Pero hete aquí que Paco no vive en casa de Chelita, quien comparte piso con una compañera de oficina. No quiere decir dónde está su padre por si su madre se presenta a montar una escena. Pero al menos intuimos, con cierto nivel de certeza, que Paco ha dejado a Marichelo y que no piensa volver, porque quiere llevarse sus cosas.

Ha pasado algo más. Los domingos Pulcro se atusa el pelo, se pone pantalón con raya escrupulosamente planchada, camisa blanca, corbata y chaqueta de punto azul. Así, con los zapatos brillantes, desentonan aún más los guantes de jardinería. En lugar de mascarilla va embozado con un pañuelo de seda negro con pequeños lunares blancos. El resultado conjunto es ciertamente extravagante.
Pulcro se pone guapo porque los domingos come en casa de su hermana, que vive dos manzanas más allá. Dandy se queda siempre aquí lloriqueando hasta que regresa, arañando la puerta y ladrando cada vez que sube y baja el ascensor. Pero hoy es domingo y Pulcro ha salido de casa acompañado por Dandy.

Nos ha parecido muy extraño hasta que por la tarde, casi sin aliento, ha llegado don Ramón de tirar la basura en los contenedores geográficamente más ajenos a nuestra comunidad, para así estirar las piernas. De hecho todos los días sale de casa con una bolsa de basura como salvoconducto. Sin recuperarse del sofoco ha contado, con aliento entrecortado, que ha visto a Paco paseando a Dandy.
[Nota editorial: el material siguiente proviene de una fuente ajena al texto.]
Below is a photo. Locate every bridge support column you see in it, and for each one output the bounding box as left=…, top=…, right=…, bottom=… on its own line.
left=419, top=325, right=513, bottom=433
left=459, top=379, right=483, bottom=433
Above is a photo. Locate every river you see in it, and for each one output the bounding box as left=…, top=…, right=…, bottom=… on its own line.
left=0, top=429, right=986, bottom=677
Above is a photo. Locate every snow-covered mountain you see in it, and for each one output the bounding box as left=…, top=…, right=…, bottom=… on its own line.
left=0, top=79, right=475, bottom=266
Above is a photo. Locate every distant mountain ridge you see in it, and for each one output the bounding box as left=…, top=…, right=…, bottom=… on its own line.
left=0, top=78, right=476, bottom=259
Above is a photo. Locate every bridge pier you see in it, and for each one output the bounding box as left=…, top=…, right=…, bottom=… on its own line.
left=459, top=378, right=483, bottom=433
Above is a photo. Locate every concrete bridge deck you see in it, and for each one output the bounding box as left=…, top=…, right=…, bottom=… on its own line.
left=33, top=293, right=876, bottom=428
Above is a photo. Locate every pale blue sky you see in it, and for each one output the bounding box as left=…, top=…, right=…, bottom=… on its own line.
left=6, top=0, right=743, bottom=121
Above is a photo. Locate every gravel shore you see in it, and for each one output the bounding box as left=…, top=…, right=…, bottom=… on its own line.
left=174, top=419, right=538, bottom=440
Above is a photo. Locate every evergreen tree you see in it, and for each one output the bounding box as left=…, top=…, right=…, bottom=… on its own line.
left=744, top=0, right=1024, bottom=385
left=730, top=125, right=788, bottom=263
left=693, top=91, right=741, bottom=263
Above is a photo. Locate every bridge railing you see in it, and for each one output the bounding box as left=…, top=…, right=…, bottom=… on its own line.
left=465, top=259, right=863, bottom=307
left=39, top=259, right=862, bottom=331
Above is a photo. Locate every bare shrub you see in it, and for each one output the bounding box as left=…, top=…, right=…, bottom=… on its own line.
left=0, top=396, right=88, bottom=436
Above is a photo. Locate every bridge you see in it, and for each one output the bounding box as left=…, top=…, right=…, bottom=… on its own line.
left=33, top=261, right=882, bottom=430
Fue acabar de hacer la revelación y nos asustó un sonoro estrépito. Marichelo abrió la puerta de su jaula con la furia de una leona. Volaron ropas, discos y libros hacia el suelo del patio. Pero el viento soplaba en su contra y hacía revolotear las prendas más ligeras como frágiles mariposas y algunas de ellas acabaron enredadas en nuestros tendales. 
Hemos sentido una rabia infinita, un tremendo desasosiego. Mirábamos en respetuoso silencio desde nuestras ventanas. Damián la insultó. Y ella respondió al desafío con otro improperio superlativo. De pronto, a mí también se me suicidó un calcetín. Repentinamente resbaló la pinza del tendal y se precipitó al abismo en un ejercicio de sublime solidaridad. Allí yace, junto a la ropa interior de Paco.